J'arrive Gare centrale, direction Verviers.
Jusque-là, j'étais
occupée mais me voilà assise, direction douleur.
Je traverse les
ruelles machinalement ; de temps à autres j'arrête un passant
pour redemander la direction exacte. J'y suis déjà allée une fois
en voiture avec ma sœur et ma mère, mais pas en train.
Combien de fois
m'étais-je retrouvée dans cette situation, cherchant une prison, et
une autre et encore une autre, combien de matons avais-je déjà
croisés ?
Combien de fois
l'adolescente que j'étais s'était retrouvée en danger, dans le
train, à l'arrêt de bus ?
Je ne peux m'en
souvenir.
Là, j'ai 28 ans,
mon corps a marqué quelques fois ses peurs, et laissé mon cerveau
en occulter quelques-unes pour que je puisse vivre.
Les images défilent,
les larmes coulent, mon père me manque, je souhaiterais qu'il puisse
prendre dans ses bras la petite fille qui pleure à l'instant, qu'il
s'occupe de son fils, qu'il ne me laisse pas me charger de cette
douleur.

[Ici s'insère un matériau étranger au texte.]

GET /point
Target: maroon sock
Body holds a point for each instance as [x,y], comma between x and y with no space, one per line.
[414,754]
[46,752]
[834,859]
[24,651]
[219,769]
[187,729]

Après tout, c'est son rôle.
Je suis en colère
et je me souviens que si je suis dans ce train, ce n'est pas pour
m'occuper de moi et de mon état psychologique.
Me voilà arrivée.
Avant que mon frère
n'arrive, je vais voir le maton qui se trouve à la place dite du
surveillant, je lui explique que je viens annoncer à mon frère la
mort de notre père et qu'il risque d'être mal et même de vouloir
quitter la visite avant l'heure, aussi « vous pourriez le
surveiller un peu plus ces jours-ci svp ? ».
Le gars me rassure
et je lui demande si c'est ainsi que cela doit se passer car si on
peut faire autrement, je sais pas, dans un cadre plus isolé, alors
ce serait préférable. Malheureusement non, me répond-t-il, « mais
nous serons attentifs ».
Ce que j'essayais de
véhiculer comme idée, c'est que l'enferment décuple les émotions
et altère profondément l'individu.
Alors comment ne pas
craindre le pire, craindre qu'il porte atteinte à sa vie ?
Il est là.
On se fait la bise
et il est surpris que ce soit moi, car depuis que je suis mariée,
c'est rarement que j'ai pu le visiter. On échange les banalités, il
me dit qu'il est content de me voir, mais que je n'aurais pas dû me
déplacer et laisser mes enfants, je lui explique que ce n'est pas
grave, que ma voisine les garde et que je suis à l'aise.
Mais lui n'est pas à
l'aise avec ça. Je lui demande ce qu'il veux boire, mais il décide
d'y aller lui-même, et moi j'ai l'impression de gagner du temps.
De retour, il me
pose la question concernant notre père, et je lui dis : « Je
suis désolée mais il faut que tu sois fort, que son âme soit en
paix ».
Ses
yeux se sont emplis de larmes : mon frère mesurait soudain
l'ampleur de l'amputation, tout ce qu'il ne partagera jamais avec
son père, car à chacun sa relation avec lui. Il a baissé le
visage et l'a enfoui dans ses bras croisés sur la table. « Mon
Dieu aide-le je t'en prie et aide-moi à supporter sa souffrance ».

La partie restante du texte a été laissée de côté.